Mr Martins argues that the way forwards for Portugal will be in ‘green hydrogen’ – a strategy already being developed by PS Socialists.
He told Lusa: “You cannot destroy a mountain in order to extract a few kilos of lithium”.
This has always been the contention – the outrage expressed by local people in areas ‘identified’ for being ‘rich in lithium deposits’: where is the justification in destroying lives and landscapes for the sake of a few electric batteries for electric cars?
“Batteries won’t be the solution”, Mr Martins insists. “It is simply not possible: there aren’t enough materials in the earth for this effect.
“I am thinking more of hydrogen. Everything is pointing more towards hydrogen as a form of storing energy than batteries”.
He simplified his argument by explaining that “in half a dozen years” the lithium deposits ‘identified in Portugal’ may well have run dry.
Then “we will have a serious problem” – not least because of the destruction the lithium mining itself will have created.
“On the other hand, so called green hydrogen can be produced, and when it burns the final product is water, not carbon dioxide”
Energy, in the final analysis, “is one of the principal problems for the future” as well as being “part of the solution.
“The world of safe, abundant, cheap energy will allow many more people to live on earth, everywhere, and live better”, he stressed. But this “does not come from current solutions”.
Even when it comes to hydrogen, “the technology is still in maturity, that is the large-scale industrial development of green hydrogen in which, for example, solar energy is used in abundance to produce hydrogen, which can be used when there is no sun”.
The specialist who has headed up Porto University’s hydraulics, water resources and environment section of the Faculty of Engineering for decades, says “everything points” to an increasing use of offshore photovoltaic (solar) and eolic (wind) energy, along the lines of the model in Viana do Castelo, with massive turbines.
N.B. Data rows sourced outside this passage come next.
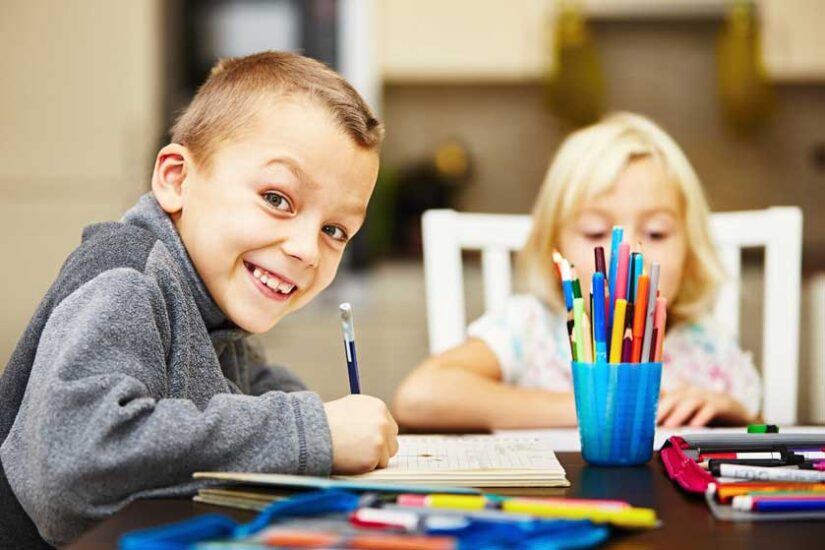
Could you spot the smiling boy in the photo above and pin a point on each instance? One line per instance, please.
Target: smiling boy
(136, 371)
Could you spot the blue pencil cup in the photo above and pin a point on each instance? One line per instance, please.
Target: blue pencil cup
(616, 408)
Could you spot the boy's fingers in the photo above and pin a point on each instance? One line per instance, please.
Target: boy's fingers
(385, 458)
(704, 416)
(393, 445)
(682, 412)
(665, 407)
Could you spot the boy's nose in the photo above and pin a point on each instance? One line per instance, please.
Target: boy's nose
(302, 244)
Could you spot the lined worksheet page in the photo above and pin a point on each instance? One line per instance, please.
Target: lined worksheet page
(474, 452)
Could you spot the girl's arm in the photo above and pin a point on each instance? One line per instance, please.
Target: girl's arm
(463, 389)
(694, 406)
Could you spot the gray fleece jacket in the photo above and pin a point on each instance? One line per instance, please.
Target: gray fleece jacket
(128, 379)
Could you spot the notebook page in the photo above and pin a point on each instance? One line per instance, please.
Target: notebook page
(434, 453)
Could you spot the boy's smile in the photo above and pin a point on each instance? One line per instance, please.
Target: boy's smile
(267, 224)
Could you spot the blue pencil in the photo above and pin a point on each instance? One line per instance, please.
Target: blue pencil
(615, 240)
(349, 347)
(599, 321)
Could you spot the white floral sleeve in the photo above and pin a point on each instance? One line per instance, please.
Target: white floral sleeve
(705, 355)
(530, 342)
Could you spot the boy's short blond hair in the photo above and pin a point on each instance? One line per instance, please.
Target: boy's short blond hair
(587, 164)
(227, 102)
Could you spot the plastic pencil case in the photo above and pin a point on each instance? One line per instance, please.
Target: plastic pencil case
(678, 452)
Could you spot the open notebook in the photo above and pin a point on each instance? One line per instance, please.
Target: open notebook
(496, 460)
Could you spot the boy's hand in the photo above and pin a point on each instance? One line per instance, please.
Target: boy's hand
(694, 406)
(364, 434)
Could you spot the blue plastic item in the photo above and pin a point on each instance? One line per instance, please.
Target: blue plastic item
(209, 527)
(616, 409)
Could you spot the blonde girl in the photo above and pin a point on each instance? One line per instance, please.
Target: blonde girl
(513, 371)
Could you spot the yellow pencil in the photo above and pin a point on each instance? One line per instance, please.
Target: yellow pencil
(624, 517)
(618, 331)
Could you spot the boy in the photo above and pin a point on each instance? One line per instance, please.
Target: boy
(135, 370)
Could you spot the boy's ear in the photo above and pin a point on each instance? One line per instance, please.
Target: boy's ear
(172, 166)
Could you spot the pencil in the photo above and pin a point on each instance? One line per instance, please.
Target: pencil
(618, 330)
(588, 341)
(578, 327)
(349, 347)
(651, 310)
(660, 321)
(639, 318)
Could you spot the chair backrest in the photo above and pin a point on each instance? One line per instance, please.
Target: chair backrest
(778, 230)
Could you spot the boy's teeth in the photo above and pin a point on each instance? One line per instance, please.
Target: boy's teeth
(272, 282)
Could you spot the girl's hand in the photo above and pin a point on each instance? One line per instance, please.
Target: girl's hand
(695, 407)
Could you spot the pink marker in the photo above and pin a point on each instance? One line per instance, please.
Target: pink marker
(659, 321)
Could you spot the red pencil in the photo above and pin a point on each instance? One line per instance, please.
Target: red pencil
(640, 310)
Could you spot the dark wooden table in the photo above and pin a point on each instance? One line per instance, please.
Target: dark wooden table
(687, 521)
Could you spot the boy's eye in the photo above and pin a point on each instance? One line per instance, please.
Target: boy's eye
(335, 232)
(278, 201)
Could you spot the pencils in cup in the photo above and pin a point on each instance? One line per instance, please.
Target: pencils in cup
(349, 347)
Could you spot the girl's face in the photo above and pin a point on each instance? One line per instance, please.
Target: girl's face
(650, 211)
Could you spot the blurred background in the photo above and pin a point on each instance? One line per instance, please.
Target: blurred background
(476, 96)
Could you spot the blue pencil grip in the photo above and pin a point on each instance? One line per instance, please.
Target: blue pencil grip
(567, 287)
(352, 368)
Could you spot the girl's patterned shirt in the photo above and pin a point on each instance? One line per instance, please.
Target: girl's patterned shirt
(530, 341)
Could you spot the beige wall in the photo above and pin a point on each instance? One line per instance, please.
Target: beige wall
(79, 119)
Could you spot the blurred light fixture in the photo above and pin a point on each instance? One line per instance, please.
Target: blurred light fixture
(746, 95)
(575, 85)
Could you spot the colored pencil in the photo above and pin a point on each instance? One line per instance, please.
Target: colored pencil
(639, 314)
(660, 321)
(616, 339)
(651, 310)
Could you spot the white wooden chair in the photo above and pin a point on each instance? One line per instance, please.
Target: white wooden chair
(779, 230)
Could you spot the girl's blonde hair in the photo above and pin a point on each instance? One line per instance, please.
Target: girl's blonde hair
(587, 164)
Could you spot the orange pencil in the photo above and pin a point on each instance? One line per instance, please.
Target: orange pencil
(639, 314)
(618, 329)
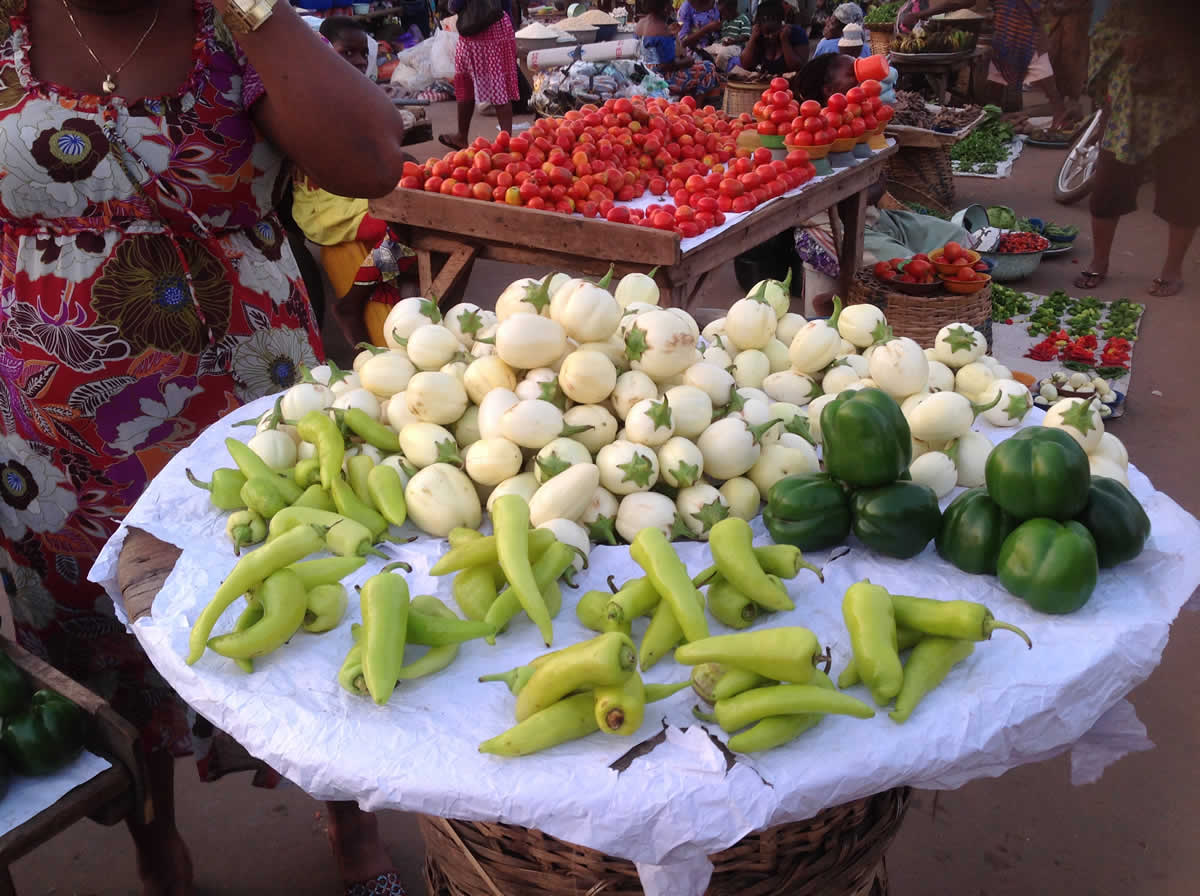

“The science is there”, he explains. It is simply that technology is taking its time to catch up: a car powered by green hydrogen, a plane, everything in fact, would be “much too expensive now because the technology is not yet mature enough, but it will be in five or 10 years time.
“This is the solution, it won’t be (lithium) batteries”.
Nonetheless, he accepts that in areas where “social and environmental impacts” would be negligible, then “yes” lithium mining makes some sense.
“Destroying entire hillside ranges, displacing people, to extract a small quantity of lithium for private use, much less so”.
Joaquim Poças Martins’ comments have been widely repeated by national media today, but it is unclear how the government will receive them.
Less than two months ago, environment minister João Pedro Matos Fernandes – albeit a minister who may well be replaced in the new government to emerge in February – has said that “exploration of lithium (in Portugal) is an inevitable path” and that “lithium is essential for decarbonisation” and for “digitalisation”.
Mr Matos Fernandes has also said it is vitally important for Portugal to ‘exploit” (in this case mine) the raw materials that it has, as there is currently a worldwide lack of raw materials.